At Spirit from 2006 to his departure in 2013, Franke stood behind the former Killer Bs of US Air, Ben Baldanza and Barry Biffle, as he transformed an indistinct little regional carrier into a monstrosity that celebrated ugliness and nastiness as brand standard. Baldanza and Biffle once denied a ticket refund to a terminally ill Vietnam vet who was told by doctors not to fly. The Killer Bs and Franke's logic? The vet should have bought travel insurance. His imminent death had nothing to do with them. Another time, Baldanza turned away a customer complaint by explaining that said passenger would book another carrier if they charged a penny less than Spirit.

When Franke's first attempt to fuse Spirit and Frontier failed in 2013, he sold his interest in Spirit and bought Frontier. He dismissed David Siegel, another notorious US Air cost cutter, because he wasn't sufficiently dedicated to slashing and burning. Franke brought in Biffle and they cut and they cut and they cut until Frontier was even ickier and less passenger-friendly than Spirit. They laid off call-center employees, entered and exited markets with head-spinning speed and regularly melted down because of its miserably skeletal staffing and aged technology. Monday's ground stop was an almost comical counterpoint to Franke's oft-repeated claim that he gives passengers the chance to fly with low fares. All too often, they don't get to fly at all.

But through all this, Franke has recognized one distressing travel truth: Some flyers are dumb enough or desperate enough to buy into his fantasy of low fares and then allow themselves to be caught in his web of rapacious fees and operational ineptitude. His dedication to flying garbage and his conviction that another traveling sucker will come along any minute has made him even wealthier than he could have imagined in 1994.

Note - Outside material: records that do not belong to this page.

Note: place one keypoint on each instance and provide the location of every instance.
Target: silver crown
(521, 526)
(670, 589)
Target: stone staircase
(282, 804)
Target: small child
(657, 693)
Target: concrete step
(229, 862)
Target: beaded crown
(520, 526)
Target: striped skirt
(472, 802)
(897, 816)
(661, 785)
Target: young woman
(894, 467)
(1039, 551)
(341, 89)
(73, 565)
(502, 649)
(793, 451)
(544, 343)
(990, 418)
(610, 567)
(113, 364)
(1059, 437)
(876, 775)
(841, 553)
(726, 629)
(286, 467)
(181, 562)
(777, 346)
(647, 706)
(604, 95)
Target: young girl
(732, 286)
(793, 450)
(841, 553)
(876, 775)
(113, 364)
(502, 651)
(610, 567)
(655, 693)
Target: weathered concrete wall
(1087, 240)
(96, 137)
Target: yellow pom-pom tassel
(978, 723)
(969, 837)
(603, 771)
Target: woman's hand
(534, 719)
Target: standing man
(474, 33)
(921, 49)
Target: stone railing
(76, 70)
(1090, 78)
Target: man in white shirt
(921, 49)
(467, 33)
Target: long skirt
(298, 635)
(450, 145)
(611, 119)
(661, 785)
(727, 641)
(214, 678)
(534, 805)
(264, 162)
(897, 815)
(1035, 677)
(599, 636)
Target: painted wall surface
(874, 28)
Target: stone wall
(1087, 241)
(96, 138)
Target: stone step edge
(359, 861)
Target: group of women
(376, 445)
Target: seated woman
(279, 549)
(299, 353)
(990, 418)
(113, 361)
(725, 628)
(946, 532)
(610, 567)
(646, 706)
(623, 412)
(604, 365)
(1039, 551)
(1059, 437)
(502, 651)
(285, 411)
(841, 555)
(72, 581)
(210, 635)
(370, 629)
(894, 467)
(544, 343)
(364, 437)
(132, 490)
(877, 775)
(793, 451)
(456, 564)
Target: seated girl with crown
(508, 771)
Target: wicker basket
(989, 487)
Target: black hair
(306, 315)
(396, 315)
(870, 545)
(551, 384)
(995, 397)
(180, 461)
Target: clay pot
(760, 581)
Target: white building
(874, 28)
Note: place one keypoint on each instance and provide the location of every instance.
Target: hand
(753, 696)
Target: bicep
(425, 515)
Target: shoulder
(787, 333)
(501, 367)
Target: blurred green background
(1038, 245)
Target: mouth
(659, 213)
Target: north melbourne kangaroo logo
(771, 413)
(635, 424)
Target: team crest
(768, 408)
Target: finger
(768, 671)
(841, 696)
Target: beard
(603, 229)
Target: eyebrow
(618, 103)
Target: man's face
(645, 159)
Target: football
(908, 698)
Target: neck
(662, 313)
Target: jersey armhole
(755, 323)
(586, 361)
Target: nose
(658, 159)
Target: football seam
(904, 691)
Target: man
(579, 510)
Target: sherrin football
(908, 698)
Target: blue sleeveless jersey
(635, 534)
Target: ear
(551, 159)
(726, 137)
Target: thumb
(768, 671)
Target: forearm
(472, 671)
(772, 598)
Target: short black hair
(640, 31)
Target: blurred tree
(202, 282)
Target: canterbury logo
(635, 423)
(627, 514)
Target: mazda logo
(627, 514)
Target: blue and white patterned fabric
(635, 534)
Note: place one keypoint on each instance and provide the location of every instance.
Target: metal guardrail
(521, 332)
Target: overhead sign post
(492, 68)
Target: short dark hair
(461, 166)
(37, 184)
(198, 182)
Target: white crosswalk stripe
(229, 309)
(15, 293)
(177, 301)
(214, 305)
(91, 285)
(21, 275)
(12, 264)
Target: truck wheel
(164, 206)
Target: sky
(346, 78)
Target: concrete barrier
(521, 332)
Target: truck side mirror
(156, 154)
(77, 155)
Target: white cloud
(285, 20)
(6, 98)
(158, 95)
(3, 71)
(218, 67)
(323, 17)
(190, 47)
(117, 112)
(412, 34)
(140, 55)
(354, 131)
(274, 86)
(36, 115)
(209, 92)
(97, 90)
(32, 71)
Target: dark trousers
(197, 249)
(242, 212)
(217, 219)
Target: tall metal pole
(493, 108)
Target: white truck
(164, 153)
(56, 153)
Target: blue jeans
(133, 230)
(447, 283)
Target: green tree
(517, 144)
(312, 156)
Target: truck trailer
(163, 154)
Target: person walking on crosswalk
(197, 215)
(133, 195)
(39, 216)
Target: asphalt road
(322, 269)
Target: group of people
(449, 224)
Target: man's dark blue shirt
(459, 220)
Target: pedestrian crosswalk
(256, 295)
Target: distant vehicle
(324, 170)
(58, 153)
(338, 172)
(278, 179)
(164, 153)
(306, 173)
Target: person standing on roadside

For nearly 30 years, Bill Franke has laid our flying souls to waste. No government has stopped him. No regulatory agency has disciplined him. He has found willing allies who traded their souls for executive positions. And rather than be better, big airlines around the world have joined his relentless race to the bottom.

Every time Franke wins, we lose. If a Frontier-Spirit merger passes regulatory muster, we'll lose again. And Franke will be there to explain that he does it all for our benefit. That's how the devil operates.